Canada’s remote north shares insights into viability of different energy sources for mining

With limited infrastructure in northern Canada, capital and operating costs of mining and processing operations can be expensive. This raises the threshold for economic viability. For new projects, getting the energy source right can make a difference.

In this Mining Magazine article, Fortune Minerals CEO Robin Goad discusses his views on the energy challenges for the NICO cobalt-gold-bismuth-copper project. The integrated project includes a mine, mill and concentrator in the Northwest Territories and a hydrometallurgical refinery near Saskatoon, Saskatchewan.

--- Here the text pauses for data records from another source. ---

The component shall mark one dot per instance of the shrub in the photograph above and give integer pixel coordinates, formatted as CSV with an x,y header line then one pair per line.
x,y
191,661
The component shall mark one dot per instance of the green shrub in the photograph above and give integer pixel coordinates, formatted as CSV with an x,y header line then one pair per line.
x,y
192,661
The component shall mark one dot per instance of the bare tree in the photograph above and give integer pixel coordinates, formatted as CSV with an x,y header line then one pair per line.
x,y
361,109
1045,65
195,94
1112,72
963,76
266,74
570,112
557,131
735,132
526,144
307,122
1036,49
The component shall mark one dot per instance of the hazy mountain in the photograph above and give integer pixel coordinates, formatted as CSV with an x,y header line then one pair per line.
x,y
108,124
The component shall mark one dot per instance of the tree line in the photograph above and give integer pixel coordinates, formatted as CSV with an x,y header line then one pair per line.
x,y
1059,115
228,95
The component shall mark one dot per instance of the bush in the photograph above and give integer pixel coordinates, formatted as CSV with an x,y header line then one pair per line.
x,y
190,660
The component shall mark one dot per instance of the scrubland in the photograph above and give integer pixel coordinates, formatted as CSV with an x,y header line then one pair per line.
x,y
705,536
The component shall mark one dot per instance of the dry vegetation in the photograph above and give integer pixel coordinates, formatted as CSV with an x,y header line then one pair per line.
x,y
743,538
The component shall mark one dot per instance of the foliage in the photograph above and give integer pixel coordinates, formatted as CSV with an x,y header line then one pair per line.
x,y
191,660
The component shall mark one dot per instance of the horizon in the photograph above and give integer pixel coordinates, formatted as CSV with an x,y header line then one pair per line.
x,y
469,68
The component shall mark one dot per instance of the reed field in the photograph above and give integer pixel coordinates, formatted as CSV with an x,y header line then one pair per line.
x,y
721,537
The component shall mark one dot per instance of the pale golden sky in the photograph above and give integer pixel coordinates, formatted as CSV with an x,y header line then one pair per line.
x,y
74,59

Goad believes hydrocarbon-based systems are currently the most efficient energy systems, but he says that renewable energy is becoming more competitive.

“Natural gas is a less expensive and viable alternative to diesel but requires 12-month reliable access from roads or navigable water for their procurement and delivery. Cryogenic storage is required for LNG use and the gas will dissipate over time, which necessitates frequent recharge,” he said.

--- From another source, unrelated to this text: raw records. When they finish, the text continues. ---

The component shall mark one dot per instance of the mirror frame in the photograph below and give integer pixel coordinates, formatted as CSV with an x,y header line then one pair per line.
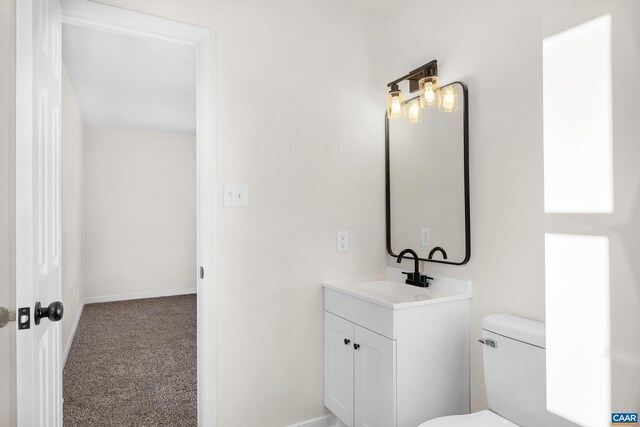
x,y
467,215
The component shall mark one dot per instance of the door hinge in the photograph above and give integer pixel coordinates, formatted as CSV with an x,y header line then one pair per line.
x,y
6,316
24,318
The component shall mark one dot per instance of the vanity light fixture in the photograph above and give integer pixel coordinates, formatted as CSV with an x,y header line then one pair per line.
x,y
425,80
395,103
428,91
414,111
448,99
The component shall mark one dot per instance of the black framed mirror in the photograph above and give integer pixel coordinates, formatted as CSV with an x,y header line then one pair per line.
x,y
427,183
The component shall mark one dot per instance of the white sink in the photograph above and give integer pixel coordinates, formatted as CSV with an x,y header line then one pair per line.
x,y
391,290
395,289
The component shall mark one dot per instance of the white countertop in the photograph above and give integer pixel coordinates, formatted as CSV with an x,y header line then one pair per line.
x,y
391,291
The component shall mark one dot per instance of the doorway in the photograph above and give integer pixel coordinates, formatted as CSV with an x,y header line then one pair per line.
x,y
128,183
87,14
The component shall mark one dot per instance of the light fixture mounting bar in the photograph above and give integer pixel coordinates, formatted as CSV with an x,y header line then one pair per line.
x,y
427,70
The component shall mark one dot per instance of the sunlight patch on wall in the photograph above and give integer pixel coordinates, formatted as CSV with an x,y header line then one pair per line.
x,y
578,119
577,328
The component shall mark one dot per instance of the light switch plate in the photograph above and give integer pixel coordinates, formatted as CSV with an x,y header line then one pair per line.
x,y
342,241
235,195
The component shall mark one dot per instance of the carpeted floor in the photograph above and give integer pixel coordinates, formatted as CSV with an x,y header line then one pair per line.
x,y
133,363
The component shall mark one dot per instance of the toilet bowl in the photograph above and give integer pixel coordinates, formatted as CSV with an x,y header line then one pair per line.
x,y
514,373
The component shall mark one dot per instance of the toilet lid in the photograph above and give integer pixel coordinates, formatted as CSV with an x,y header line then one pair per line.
x,y
477,419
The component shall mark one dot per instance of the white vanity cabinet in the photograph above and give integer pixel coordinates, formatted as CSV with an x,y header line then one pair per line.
x,y
395,364
359,373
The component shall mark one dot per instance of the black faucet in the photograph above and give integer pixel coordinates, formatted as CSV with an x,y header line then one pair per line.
x,y
415,278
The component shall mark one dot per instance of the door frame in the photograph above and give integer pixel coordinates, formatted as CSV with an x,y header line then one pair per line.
x,y
121,21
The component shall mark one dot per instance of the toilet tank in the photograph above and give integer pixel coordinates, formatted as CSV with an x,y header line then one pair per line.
x,y
514,371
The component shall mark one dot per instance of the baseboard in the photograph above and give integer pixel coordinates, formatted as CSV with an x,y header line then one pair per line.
x,y
67,346
141,295
326,421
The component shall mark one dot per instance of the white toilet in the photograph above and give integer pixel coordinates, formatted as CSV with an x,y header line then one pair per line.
x,y
514,373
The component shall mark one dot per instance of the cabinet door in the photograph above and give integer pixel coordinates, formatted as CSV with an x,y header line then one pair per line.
x,y
375,379
338,367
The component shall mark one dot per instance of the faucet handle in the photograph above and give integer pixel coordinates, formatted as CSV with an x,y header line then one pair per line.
x,y
417,279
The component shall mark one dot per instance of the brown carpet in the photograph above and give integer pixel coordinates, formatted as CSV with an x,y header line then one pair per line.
x,y
133,363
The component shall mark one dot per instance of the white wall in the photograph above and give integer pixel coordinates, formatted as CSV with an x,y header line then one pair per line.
x,y
622,226
299,121
72,183
139,232
7,206
496,48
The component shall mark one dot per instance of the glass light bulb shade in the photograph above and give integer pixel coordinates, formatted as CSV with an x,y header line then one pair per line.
x,y
448,99
395,105
428,91
414,111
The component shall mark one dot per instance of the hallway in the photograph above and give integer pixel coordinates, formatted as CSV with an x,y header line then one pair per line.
x,y
133,363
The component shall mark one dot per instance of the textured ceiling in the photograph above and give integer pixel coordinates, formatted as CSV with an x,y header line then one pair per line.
x,y
131,82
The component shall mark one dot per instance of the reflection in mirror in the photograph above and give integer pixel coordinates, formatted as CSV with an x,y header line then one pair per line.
x,y
427,183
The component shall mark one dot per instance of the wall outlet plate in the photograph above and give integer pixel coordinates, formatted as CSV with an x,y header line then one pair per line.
x,y
342,241
235,195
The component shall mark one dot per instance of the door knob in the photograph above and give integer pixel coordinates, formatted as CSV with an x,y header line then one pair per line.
x,y
53,312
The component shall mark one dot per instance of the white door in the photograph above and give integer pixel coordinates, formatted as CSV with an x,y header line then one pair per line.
x,y
338,367
375,380
38,67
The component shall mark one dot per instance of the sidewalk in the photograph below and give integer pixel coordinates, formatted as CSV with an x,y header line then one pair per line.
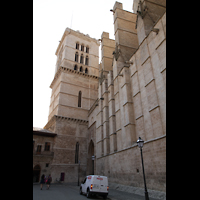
x,y
119,192
139,191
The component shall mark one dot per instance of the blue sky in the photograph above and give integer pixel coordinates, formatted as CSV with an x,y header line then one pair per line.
x,y
50,19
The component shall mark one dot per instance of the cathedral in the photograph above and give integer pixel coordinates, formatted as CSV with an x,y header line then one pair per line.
x,y
98,111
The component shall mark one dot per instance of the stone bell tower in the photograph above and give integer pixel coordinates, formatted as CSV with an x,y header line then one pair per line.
x,y
74,90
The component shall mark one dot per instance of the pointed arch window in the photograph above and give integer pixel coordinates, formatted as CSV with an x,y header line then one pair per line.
x,y
81,69
76,153
76,57
81,61
79,98
77,45
82,47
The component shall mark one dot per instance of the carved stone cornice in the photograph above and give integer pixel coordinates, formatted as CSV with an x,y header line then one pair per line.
x,y
67,70
70,119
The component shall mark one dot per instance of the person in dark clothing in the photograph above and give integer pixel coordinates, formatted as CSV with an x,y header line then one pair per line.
x,y
49,179
42,181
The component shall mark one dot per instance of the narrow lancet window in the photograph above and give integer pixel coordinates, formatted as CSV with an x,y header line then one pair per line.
x,y
76,153
79,98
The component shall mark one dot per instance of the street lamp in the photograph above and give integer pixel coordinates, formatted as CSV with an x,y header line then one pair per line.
x,y
93,157
140,143
79,162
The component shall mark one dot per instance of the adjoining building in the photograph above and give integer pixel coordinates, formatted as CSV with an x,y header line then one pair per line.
x,y
98,111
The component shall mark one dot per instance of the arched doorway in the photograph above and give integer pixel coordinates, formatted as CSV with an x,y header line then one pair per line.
x,y
90,160
36,173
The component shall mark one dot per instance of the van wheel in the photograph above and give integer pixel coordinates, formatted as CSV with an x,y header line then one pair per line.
x,y
88,193
80,191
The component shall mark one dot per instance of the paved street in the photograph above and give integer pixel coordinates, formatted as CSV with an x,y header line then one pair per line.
x,y
66,192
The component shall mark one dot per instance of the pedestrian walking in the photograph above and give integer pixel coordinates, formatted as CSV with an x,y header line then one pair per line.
x,y
42,181
49,179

“Renewable energy (such as wind, solar and biomass) is becoming more competitive with hydrocarbons …, and will likely become part of the energy mix in the future. Critical for this to occur is the recent development of reliable lithium-ion battery packs for back-up power, enabling renewable energy to be used as baseload. Otherwise wind and solar are not practical with intermittent wind and solar availability.”